Posture of cats: machine learning with fast.ai

During a spare hour I decided to see how fast I could prototype something with the fast.ai library. The library is impressive, I can’t say otherwise. Very quickly I got a working prototype. The result was a fairly decent model to recognize the posture of a cat.

Fast.ai library

Recently I’ve decided to take a look at fast.ai, their course and their library. The best way to do this is to try something and it’s very likely you’ll end up with a cat-related topic. With my desk oriented towards the spot my cat was chilling, I decided to take the library for a spin and recognize cat postures.

To make the post self-contained I’ll note the snippets of code needed. As you’ll see it’s actually very little code - and every line is clear on what it does.

Note: Most of the code was copied from the example notebook in the course of fast.ai.

from fastai.vision import *
from fastai.metrics import error_rate

The postures

I picked the first four postures that came to mind:

Lounging
Curled up
Sitting
Walking

Example images of cats with different postures.

Getting the data

There are some pictures of my cat but not sufficient. He is very lazy and is predominantly curled up. In the course of fast.ai they discussed the option to just use Google searches to get a dataset quickly. I have done this before, but they had some nice helpers to really make it a smooth experience:

1) Do a Google Image search yourself. For example, search for “cats curled up”
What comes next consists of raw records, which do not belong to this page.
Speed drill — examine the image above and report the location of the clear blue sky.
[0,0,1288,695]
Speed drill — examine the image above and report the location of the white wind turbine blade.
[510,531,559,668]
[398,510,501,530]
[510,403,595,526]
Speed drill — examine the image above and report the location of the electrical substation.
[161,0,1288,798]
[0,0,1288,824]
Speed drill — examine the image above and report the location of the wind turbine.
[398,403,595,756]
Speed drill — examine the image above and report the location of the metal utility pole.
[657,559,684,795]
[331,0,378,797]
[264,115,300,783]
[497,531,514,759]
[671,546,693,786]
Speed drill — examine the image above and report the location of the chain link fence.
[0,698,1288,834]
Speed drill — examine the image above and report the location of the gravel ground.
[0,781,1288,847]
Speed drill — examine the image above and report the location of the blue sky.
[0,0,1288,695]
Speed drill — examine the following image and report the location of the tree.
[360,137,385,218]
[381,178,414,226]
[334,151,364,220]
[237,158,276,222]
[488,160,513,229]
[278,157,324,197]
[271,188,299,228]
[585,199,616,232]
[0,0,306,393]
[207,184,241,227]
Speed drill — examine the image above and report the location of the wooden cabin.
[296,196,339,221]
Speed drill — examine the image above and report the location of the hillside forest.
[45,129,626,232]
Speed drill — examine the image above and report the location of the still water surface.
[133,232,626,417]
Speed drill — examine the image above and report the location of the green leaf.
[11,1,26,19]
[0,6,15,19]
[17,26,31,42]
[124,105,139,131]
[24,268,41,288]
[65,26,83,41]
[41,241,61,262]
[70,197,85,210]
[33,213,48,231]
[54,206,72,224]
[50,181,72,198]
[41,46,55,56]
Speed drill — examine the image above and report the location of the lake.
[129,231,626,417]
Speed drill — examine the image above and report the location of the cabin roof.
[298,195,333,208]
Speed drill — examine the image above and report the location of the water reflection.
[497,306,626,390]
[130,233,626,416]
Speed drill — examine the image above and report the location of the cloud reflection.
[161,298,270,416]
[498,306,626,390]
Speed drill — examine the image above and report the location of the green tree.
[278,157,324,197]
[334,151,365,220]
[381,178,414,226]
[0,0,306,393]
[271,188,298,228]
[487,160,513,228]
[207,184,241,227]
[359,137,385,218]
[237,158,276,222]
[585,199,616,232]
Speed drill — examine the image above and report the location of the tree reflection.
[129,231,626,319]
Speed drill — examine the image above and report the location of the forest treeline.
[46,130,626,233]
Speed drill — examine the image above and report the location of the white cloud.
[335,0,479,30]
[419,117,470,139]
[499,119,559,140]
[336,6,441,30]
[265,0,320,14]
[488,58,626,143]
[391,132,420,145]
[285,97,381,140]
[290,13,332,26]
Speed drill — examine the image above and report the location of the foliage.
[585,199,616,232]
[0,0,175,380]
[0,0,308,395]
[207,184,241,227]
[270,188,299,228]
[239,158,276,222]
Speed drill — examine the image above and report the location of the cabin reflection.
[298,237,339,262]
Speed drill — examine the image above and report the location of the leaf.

2) Run a JavaScript script they supply and obtain a file with urls

urls = Array.from(document.querySelectorAll('.rg_di .rg_meta')).map(el=>JSON.parse(el.textContent).ou);
window.open('data:text/csv;charset=utf-8,' + escape(urls.join('\n')));

3) Run a function from their library to download and verify the images

download_images('path/urls_cats.csv', 'path/where/to/download/images', max_pics=200)
verify_images('path/where/to/download/images', delete=True, max_size=500)

4) Create a dataset

np.random.seed(42) # Set a fixed seed to always get the same train-validation split
data = ImageDataBunch.from_folder("path/to/images", train=".", valid_pct=0.2,
        ds_tfms=get_transforms(), size=224, num_workers=4).normalize(imagenet_stats)

Training the neural network

Training the neural network is actually very simple

5) Create the neural network:

learn = cnn_learner(data, models.resnet50, metrics=error_rate)

6) Find a a good learning rate:

learn.lr_find(start_lr=1e-4)
learn.recorder.plot()

7) Train the neural network:

learn.fit_one_cycle(12, max_lr=2e-2)

There are some additional steps you can take to further finetune the model, but notice how easy it is?

Performance

The performance was actually quite decent: an error rate of 17%. Especially if you realize that the the distinction between classes is fuzzy and can be subtle. The images that the google search returned quite often confused lounging with curled up and sitting with lounging.

Even I’m not totally clear on the distinction between lounging and curled up in some cases :)

interp = ClassificationInterpretation.from_learner(learn)
interp.plot_confusion_matrix()

Confusion matrix of the results.

Let’s plot the images the model was the most confused about, and highlight the areas that the model was focused on:

interp.plot_top_losses(9, figsize=(15,11))

The examples where the algorithms makes the largest mistakes.

Improvements

As you can see in the top losses, the samples contain some images that are no good: multiple cats or to far zoomed in. The easiest thing to do would be to get a better dataset and make a clear distinction between the classes.

How does it work

The cool thing fast.ai did in their course is to encode as many best practices in the library as they can. This means that you don’t start with a neural network from scratch: you take a network architecture that is tested in practices, is pretrained and you get sensible defaults.

In my case I used ResNet50 and then fine-tuned it with the cat data. This means you’re getting a lot for free!